Consider housing. Before my first son came along, I was living the life of a frivolous urbanite, renting an uptown apartment and happily avoiding the responsibilities of homeownership. Today, I own a house in the suburbs … along with the mortgage albatross hung around my neck. I even have a tree swing in the front yard, and a bouncing house with a slide in the back.

The point here should be clear: An uptick in the birthrate should mean a boom in the starter home market, which in turn means a return to normalcy for banks. This is a sustainable, virtuous cycle that has yet to really begin. Get ready for it.

Less directly — though by no means less importantly — are harder-to-quantify metrics such as productivity. I’m more productive that I was pre-kids. I have no choice. I have hungry mouths to feed.

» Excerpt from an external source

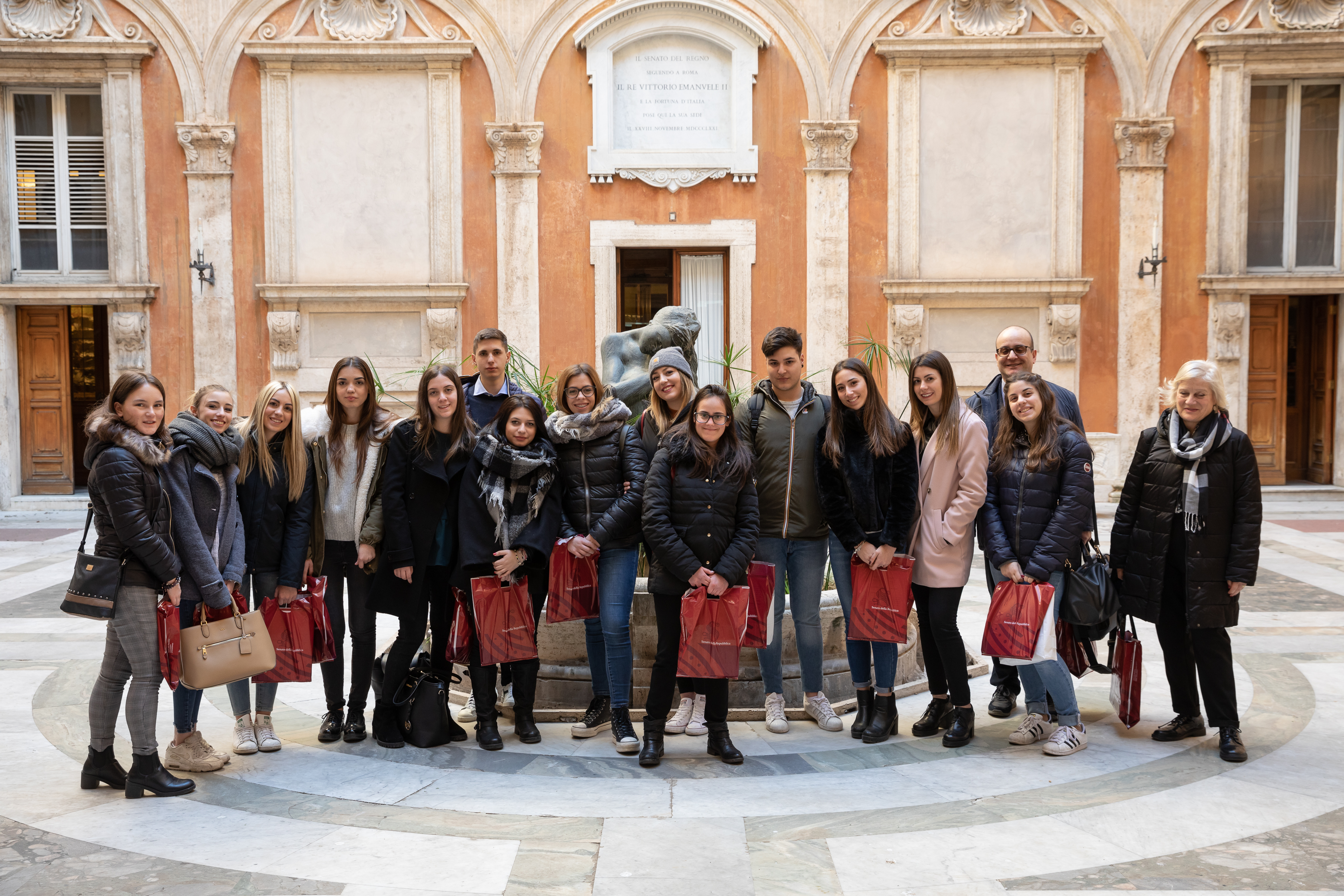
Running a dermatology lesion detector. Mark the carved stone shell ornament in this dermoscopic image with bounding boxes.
[948,0,1028,38]
[317,0,396,40]
[0,0,83,40]
[1269,0,1344,31]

Before you dismiss the last point as fluff, consider that the biggest productivity boom (and consequently the biggest drop in inflation) in the lifetimes of anyone reading this article came in the early 1980s, as the baby boomers were in the early stages of their family formation cycle. Yes, Fed monetary policy under Paul Volcker had a lot to do with the drop in inflation. But don’t underestimate the long-term effects of the baby boomers getting haircuts and real jobs on productivity growth.

Generation Y’s peak birth year was 1990. The average age of mother at first birth is around 26 years … which is a number that continues to rise due to would-be mothers staying in school longer and getting a larger share of advanced degrees.

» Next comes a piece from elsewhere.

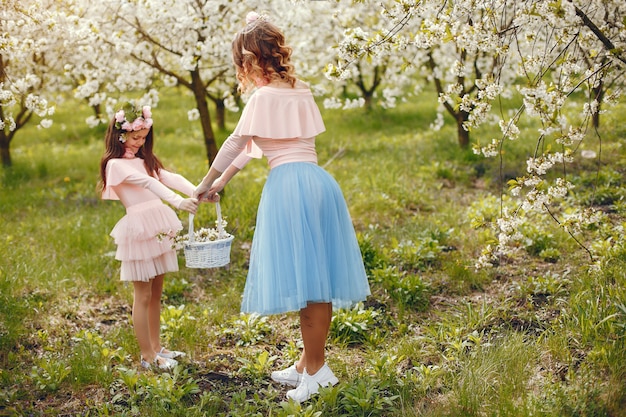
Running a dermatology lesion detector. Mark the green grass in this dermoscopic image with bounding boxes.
[0,90,626,417]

So, doing a little math here, we can add 26 to 30 years to 1990 and come up with an estimate for a boom in new mothers peaking in the years 2016-2020.

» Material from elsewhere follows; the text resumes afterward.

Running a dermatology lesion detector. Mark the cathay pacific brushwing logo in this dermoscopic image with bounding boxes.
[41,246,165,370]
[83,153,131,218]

All babies are roughly equal in terms of demand for staple items like formula, diapers and clothes. But first babies are more economically significant than their later siblings because they are the ones that force their parents’ lifestyle change. If I may oversimplify a little, they are the reason we buy homes and furnish them.

What are we to do with this information?

You could buy shares of infant formula makers such as Abbott Laboratories (ABT[3]) or Mead Johnson (MJN[4]), of course. Though being global companies, these companies tend to be as affected by births in China as births here in the United States. And you also could buy shares of diaper producers such as Procter & Gamble (PG[5]) and Kimberly-Clark (KMB[6]), though the same logic applies.

For more direct exposure to an American baby boom, consider buying a portfolio of starter homes with a goal of eventually selling out to a Gen Y family in a couple years. Or better yet, consider starting a new business that caters to new mothers and their kids.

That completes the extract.